In Dec. 22 story about Long Island Iced Tea Corp., The Associated Press reported erroneously that the company is based in Hicksville, New York. The company is based in Farmingdale, New York. -
A corrected version of the story is below:
Hitching the wagon to bitcoin and hoping for the best
What's in a name? These days, if it's anything close to "bitcoin," it's Wall Street gold
By SARAH SKIDMORE SELL
AP Personal Finance Writer
What's in a name? These days, if it's anything close to "bitcoin," it's Wall Street gold.
The latest example of a company trying to tie its fortunes to the cryptocurrency craze came Thursday in form of an iced tea maker.
Long Island Iced Tea Corp. until this week was known for its ready-to-drink beverages in flavors such as peach, raspberry, guava, lemon and mango.
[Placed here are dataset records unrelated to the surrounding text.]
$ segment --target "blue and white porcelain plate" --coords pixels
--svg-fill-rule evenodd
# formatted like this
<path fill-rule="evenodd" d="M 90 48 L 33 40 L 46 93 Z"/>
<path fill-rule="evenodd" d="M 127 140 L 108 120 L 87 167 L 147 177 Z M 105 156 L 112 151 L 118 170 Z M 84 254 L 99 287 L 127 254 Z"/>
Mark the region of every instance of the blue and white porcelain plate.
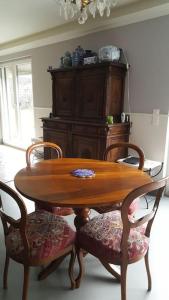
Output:
<path fill-rule="evenodd" d="M 76 169 L 71 172 L 73 176 L 81 178 L 92 178 L 95 176 L 95 172 L 90 169 Z"/>

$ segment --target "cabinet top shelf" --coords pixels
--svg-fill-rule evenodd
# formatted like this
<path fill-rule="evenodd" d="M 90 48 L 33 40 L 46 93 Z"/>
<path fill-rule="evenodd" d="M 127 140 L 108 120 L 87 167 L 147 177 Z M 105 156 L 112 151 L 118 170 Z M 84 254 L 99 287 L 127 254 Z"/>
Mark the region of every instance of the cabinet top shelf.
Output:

But Thursday said that it was undertaking a radical rebranding.
The company announced it will now be known as Long Blockchain Corp., shifting its primary focus from iced tea to "the exploration of and investment in opportunities that leverage the benefits of blockchain technology." Blockchain is a ledger where transactions of digital currencies, like bitcoin, are recorded.
The name change was enough to send the shares of the company based in Farmingdale, New York, soaring almost 200 percent Thursday.
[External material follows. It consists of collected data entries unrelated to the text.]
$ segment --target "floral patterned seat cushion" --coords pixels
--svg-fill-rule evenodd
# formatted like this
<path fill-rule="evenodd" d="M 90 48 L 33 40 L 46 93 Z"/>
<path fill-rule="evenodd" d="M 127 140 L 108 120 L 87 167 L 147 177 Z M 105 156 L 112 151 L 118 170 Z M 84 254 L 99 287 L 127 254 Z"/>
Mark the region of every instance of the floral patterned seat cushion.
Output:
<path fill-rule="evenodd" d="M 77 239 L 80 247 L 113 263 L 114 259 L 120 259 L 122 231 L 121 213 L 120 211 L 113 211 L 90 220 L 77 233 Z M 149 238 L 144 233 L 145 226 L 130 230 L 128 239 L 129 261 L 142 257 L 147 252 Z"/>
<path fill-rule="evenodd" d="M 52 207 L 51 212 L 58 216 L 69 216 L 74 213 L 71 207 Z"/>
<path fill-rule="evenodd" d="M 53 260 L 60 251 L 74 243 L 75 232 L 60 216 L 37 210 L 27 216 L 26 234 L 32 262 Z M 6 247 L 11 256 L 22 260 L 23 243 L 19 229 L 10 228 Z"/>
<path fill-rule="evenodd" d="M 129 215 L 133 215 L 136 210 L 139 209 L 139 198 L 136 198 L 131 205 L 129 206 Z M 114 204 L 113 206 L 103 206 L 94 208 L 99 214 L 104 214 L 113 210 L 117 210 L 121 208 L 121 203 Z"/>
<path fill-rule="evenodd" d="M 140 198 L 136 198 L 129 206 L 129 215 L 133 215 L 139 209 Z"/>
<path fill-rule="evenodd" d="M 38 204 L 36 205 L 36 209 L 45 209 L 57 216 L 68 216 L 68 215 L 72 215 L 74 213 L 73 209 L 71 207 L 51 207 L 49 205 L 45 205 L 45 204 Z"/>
By Friday at the opening bell, some of that buying frenzy had begun to ebb, with the notoriously volatile bitcoin giving up 23 percent of its value overnight.
Shares of the iced tea maker tumbled 24 percent.
"There is craziness going on," said Emin Gun Sirer, an associate professor of computer science at Cornell University. "There always is when there is exciting new technology."
Long Island Iced Tea, or Long Blockchain, is not the first company to get a bitcoin-related boost and likely will not be the last, experts say.
Bioptix Inc., a biotech company based in Colorado, announced in October it was changing its name to Riot Blockchain Inc. to reflect its new focus. Its stock is up about 250 percent, even after a 24 percent drop Thursday. Overstock.com's shares have risen 285 percent this year as the online retailer has announced it would accept bitcoin for purchases and make a coin offering through its exchange. And British company On-line PLC's stock soared nearly 400 percent in October when it announced plans to change its name to On-line Blockchain PLC.
Nova Lifestyle Inc., a modern furniture company, also got in on the action Thursday, saying that it would be start accepting bitcoin and other major cryptocurrency and announcing the creation of a subsidiary called "I Design Blockchain Technology Inc." Its stock rose 18 percent.
Given the recent skyhigh surge in bitcoin — it traded around $15,500 Thursday after starting the year at about $1,000 — and other cryptocurrencies, this halo effect isn't entirely surprising.
It is also reminiscent of the dot-com craze of the late '90s when seemingly sleepy stocks would rocket when they appended a "dot-com" to their names, said Jack Ablin, chief investment officer at BMO Private Bank.
Any time there is a major disruption in an industry or hot new technology, other companies will want in, said branding expert Allen Adamson. But he said that without a business or technology plan, it's a fraud.
"It's a jump-on-the-bandwagon-and-make-a-quick-buck time," Adamson said. "It's not a serious business play."
Long Blockchain did not return a call for comment.
The company, which went public in 2016, has not earned a profit for at least five years. Its news release did not offer definitive plans for the technology, saying only that it sees a "once-in-a generation opportunity" and that it is in the "preliminary stages of evaluating specific opportunities." It will continue to run its beverage business.
Long Blockchain said it plans to ask the Nasdaq to change its trading symbol from its current "LTEA," but didn't disclose what it wants the symbol changed to.